Kassio acompanhou Gilmar ao decidir que não devem ser enviados ao plenário os recursos que ainda estejam em andamento na turma. Com isso, ajudou a derrotar a iniciativa de Fachin e manteve o caso do ex-deputado Washington Reis (MDB-RJ) no colegiado.
Kassio também frustrou as expectativas de Fux no julgamento do início deste mês que discute se o crime de injúria racial pode ser equiparado ao do racismo e, portanto, se tornar imprescritível também.
Após ganhar grande repercussão o assassinato de João Alberto Freitas no Carrefour em Porto Alegre em um suposto ato de racismo de dois brancos no supermercado, o presidente da corte pautou o caso para julgamento como forma de o Supremo dar uma resposta à sociedade sobre o episódio.
Fachin, relator do tema, votou pela equiparação dos delitos, mas Kassio divergiu e afirmou que não cabe ao Judiciário decidir se um crime prescreve, mas ao Congresso, responsável por editar as leis.
Ele citou inúmeros graves delitos que têm prazo de prescrição e defendeu a separação entre os Poderes. O julgamento foi interrompido por pedido de vista de Alexandre de Moraes.
Outra característica de Kassio é a brevidade de seus votos. O ministro antecipou seu estilo logo na estreia na Segunda Turma.
“Vossas Excelências vão ter a oportunidade de perceber que eu falo muito pouco. Não sou muito fã da minha própria voz. E sou fã do poder de síntese”, disse ele, após as saudações de boas-vindas dos colegas.
Kassio tomou posse em 5 de novembro. A solenidade ocorreu pouco mais de um mês após a posse de Fux na presidência, que ficou marcada pela contaminação pelo novo coronavírus poucos dias depois de ao menos oito autoridades que estiveram presentes.

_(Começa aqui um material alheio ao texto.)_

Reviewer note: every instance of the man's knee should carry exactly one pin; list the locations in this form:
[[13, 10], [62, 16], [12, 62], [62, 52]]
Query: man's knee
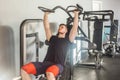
[[29, 68], [55, 69], [50, 76]]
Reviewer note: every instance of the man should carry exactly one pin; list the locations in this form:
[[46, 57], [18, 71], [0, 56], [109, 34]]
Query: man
[[55, 57]]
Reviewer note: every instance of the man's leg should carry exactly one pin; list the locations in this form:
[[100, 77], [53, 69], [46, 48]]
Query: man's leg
[[26, 70], [50, 76]]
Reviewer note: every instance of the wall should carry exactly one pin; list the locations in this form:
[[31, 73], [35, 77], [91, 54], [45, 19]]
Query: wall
[[13, 12]]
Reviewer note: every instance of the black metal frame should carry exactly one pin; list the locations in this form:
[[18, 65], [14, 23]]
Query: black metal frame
[[22, 35]]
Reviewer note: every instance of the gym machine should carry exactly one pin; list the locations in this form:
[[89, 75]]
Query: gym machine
[[68, 70]]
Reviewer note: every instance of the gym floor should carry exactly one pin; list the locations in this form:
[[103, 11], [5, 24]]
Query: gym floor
[[110, 70]]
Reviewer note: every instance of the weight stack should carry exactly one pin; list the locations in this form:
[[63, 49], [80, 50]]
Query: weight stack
[[97, 36], [114, 31]]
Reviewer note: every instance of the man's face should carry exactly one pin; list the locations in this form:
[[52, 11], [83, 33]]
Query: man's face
[[62, 29]]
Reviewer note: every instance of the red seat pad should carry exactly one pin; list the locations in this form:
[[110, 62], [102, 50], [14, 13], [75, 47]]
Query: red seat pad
[[29, 68]]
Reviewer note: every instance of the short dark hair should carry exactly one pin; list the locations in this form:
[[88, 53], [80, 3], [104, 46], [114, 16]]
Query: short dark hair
[[63, 24]]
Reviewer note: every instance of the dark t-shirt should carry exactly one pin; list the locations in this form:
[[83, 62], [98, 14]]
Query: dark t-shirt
[[57, 50]]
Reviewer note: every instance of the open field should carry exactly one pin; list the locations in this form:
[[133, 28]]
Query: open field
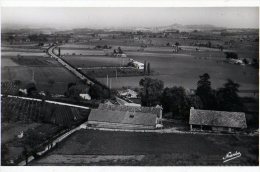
[[185, 71], [35, 66], [39, 121], [42, 75], [95, 61], [181, 69], [151, 149]]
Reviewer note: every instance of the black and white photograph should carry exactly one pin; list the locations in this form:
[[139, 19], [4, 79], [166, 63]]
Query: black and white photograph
[[129, 86]]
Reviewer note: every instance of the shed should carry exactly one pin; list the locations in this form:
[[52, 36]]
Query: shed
[[121, 119]]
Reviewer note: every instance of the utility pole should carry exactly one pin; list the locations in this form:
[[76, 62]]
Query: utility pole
[[116, 73], [107, 80], [33, 76]]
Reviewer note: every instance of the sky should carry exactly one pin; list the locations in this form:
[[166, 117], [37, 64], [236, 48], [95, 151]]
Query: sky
[[124, 17]]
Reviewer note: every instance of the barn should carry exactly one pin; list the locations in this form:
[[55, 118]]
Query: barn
[[216, 120], [124, 117]]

No caso de Kassio, foi anunciado que a solenidade seria virtual para evitar o contágio da Covid-19.
A cerimônia, porém, contou com a presença física das principais autoridades do país, como Maia, Alcolumbre, o procurador-geral da República, Augusto Aras, o chefe da OAB (Ordem dos Advogados do Brasil), Felipe Santa Cruz, e os ministros Gilmar Mendes, Alexandre de Moraes, Luís Roberto Barroso e Edson Fachin.

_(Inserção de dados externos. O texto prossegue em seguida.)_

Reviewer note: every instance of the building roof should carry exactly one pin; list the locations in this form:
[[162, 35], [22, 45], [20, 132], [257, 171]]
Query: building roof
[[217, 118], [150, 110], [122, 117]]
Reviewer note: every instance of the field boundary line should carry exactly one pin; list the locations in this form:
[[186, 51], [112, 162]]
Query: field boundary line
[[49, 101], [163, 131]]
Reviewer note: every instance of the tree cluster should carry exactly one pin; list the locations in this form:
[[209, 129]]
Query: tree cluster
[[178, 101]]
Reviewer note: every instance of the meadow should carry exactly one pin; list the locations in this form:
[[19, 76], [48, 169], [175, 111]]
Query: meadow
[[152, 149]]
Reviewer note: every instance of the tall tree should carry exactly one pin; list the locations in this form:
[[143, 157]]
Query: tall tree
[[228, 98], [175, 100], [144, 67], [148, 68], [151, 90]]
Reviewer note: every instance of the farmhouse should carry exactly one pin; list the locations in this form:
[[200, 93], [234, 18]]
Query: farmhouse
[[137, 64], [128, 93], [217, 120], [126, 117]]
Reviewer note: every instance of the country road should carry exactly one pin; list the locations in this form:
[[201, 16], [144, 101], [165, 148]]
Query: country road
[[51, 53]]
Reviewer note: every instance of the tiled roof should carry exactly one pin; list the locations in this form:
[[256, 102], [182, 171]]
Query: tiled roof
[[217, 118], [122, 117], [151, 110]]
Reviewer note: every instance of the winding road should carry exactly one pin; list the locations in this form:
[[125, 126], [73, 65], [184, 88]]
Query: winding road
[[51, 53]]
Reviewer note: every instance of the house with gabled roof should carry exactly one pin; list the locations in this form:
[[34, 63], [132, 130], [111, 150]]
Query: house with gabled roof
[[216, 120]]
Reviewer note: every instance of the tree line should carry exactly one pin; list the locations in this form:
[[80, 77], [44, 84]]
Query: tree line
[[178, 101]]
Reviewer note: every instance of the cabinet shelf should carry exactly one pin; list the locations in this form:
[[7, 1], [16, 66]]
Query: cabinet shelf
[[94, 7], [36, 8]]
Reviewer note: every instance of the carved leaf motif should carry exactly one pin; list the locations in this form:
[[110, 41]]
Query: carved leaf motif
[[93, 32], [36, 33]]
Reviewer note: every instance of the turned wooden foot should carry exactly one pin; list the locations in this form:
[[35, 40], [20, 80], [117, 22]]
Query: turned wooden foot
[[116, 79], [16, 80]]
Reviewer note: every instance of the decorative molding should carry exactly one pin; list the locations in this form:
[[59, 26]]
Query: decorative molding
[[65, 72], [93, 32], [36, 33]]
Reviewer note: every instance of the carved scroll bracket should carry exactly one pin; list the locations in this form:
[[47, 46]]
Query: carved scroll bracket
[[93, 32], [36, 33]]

Cinco dias depois, Moraes foi diagnosticado com a doença.
Como é praxe, o empossado não discursou na cerimônia. Apenas Fux usou a palavra, e fez elogios ao currículo de Kassio, um de seus pontos fracos durante o processo de escolha para o cargo, devido a inconsistências nos trabalhos acadêmicos apresentados.